When Travelers Take Too Many Risks is a series of articles from the NYT inspired by the recent incidents in which “reckless” American travelers were detained after illegally entering North Korea and Iran. The articles present a range of thoughtful—and thought-provoking—opinions, including these:

  • While Americans are celebrating the return of journalists Euna Lee and Laura Ling after four months of captivity in North Korea, there’s also been an inevitable backlash. Some commentators have suggested that their actions — and the pardons apparently negotiated in exchange for a visit by President Clinton — have jeopardized U.S. strategic interests….

    Whatever the particulars of these two cases, the argument misses the broader point.
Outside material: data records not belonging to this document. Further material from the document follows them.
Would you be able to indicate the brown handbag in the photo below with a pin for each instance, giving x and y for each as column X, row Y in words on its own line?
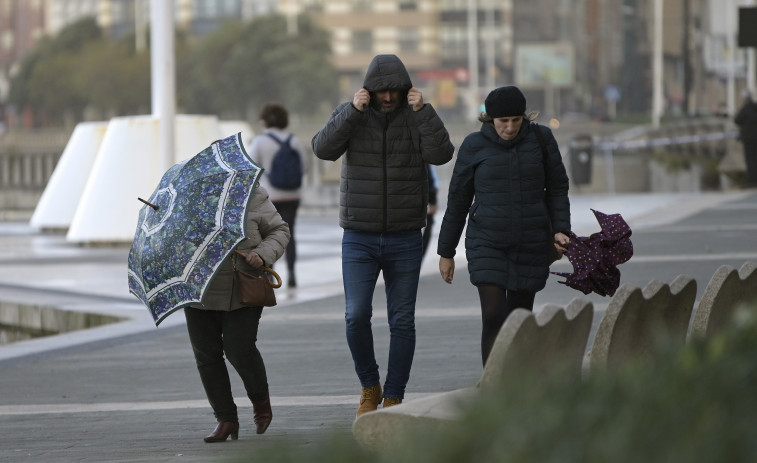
column 256, row 289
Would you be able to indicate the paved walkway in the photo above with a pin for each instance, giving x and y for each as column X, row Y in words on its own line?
column 130, row 391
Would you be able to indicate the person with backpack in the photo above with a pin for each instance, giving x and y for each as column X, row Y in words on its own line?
column 384, row 137
column 510, row 183
column 284, row 160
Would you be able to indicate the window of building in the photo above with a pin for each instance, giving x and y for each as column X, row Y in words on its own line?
column 362, row 41
column 408, row 39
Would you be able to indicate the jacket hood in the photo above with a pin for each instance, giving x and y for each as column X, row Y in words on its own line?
column 387, row 72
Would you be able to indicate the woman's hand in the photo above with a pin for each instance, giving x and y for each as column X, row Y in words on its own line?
column 447, row 268
column 561, row 242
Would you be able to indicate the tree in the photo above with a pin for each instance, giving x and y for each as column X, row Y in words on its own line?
column 45, row 78
column 239, row 68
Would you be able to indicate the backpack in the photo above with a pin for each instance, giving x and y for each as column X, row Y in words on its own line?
column 286, row 169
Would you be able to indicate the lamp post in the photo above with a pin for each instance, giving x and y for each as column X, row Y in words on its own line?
column 657, row 65
column 473, row 57
column 163, row 78
column 750, row 63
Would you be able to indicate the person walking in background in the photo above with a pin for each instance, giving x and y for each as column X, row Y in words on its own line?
column 746, row 119
column 386, row 134
column 433, row 190
column 223, row 325
column 285, row 194
column 516, row 203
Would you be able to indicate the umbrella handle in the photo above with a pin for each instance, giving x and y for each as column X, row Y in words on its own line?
column 266, row 269
column 149, row 203
column 276, row 275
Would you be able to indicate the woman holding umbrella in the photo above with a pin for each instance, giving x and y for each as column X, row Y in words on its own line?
column 515, row 198
column 223, row 325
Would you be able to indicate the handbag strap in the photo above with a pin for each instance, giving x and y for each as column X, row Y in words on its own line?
column 273, row 285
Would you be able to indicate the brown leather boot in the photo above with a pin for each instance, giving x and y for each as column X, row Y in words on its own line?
column 369, row 399
column 223, row 431
column 263, row 415
column 391, row 401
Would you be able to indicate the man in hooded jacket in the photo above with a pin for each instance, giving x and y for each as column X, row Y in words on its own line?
column 386, row 134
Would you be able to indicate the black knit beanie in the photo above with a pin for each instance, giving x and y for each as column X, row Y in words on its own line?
column 505, row 102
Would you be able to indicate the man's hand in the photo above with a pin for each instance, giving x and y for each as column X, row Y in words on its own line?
column 415, row 99
column 361, row 100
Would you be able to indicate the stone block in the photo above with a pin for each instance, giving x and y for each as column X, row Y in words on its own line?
column 386, row 425
column 527, row 343
column 638, row 321
column 539, row 343
column 727, row 290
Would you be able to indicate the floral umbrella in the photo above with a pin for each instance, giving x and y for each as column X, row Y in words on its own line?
column 595, row 258
column 191, row 222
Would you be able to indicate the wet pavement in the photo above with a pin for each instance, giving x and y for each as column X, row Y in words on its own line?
column 130, row 391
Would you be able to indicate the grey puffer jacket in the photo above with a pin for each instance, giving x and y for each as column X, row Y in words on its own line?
column 499, row 185
column 267, row 234
column 384, row 184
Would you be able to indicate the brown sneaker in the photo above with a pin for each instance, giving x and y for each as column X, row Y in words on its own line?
column 391, row 401
column 369, row 399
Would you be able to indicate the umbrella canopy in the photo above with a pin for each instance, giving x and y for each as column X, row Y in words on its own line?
column 190, row 224
column 595, row 258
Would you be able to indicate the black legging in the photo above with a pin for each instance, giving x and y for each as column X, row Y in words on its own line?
column 496, row 305
column 288, row 212
column 215, row 333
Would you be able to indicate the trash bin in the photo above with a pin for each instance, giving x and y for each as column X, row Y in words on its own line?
column 580, row 158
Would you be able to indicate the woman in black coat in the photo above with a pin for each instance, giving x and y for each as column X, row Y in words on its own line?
column 510, row 183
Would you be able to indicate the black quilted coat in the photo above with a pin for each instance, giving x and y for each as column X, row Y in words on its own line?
column 384, row 184
column 499, row 185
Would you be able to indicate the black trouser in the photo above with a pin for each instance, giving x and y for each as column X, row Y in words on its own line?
column 496, row 305
column 427, row 231
column 213, row 333
column 288, row 212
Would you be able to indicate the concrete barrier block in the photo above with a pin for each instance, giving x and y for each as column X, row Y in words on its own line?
column 727, row 290
column 538, row 343
column 553, row 338
column 637, row 321
column 387, row 425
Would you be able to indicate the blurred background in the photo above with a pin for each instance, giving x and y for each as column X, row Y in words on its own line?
column 640, row 93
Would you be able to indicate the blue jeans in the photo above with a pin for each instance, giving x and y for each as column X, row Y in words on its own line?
column 398, row 255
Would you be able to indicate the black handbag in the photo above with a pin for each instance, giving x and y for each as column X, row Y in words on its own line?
column 256, row 289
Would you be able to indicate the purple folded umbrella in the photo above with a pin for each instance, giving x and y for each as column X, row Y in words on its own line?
column 595, row 258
We as a society benefit enormously from the work of U.S. journalists who travel to remote and dangerous places and report back on what they see.

  • One thing I learned — it’s not heroic to get into a tight spot. I didn’t feel like a champion when I was fearing for my life and fingernails. On the occasions when I’ve gotten into a corner and might have needed someone’s help to get out, I also had a sense of failure….

    But that’s not the right story. The central characters, bathed in digital light and hugged by a former president, should not be the Americans who get out (and they almost always do). The heroes are the local people trapped in dictatorships that keep them beyond our gaze and beyond our rescue.

  • It’s part of the responsibility we all have as Americans to realize that when we travel abroad we can inadvertently become pawns in complex foreign or even domestic affairs between or within nations…. The hikers captured in Iran failed this basic test of common sense and maturity, and they should be reprimanded for it….

    Lost hikers seem harmless enough to all of us in the Western world who take our freedoms for granted every day. But this kind of gross negligence has done irreparable damage to a genuine freedom movement in Iran just as it was gaining momentum.

  • Perhaps travelers should realize that personal freedom comes with responsibility….

    I wouldn’t prohibit travelers from knowingly taking risks, as long as they understand that they may end up footing the bill. In general, I would also argue that hikers, skiers, swimmers and others who deliberately flout the rules should pay back the cost of their rescue.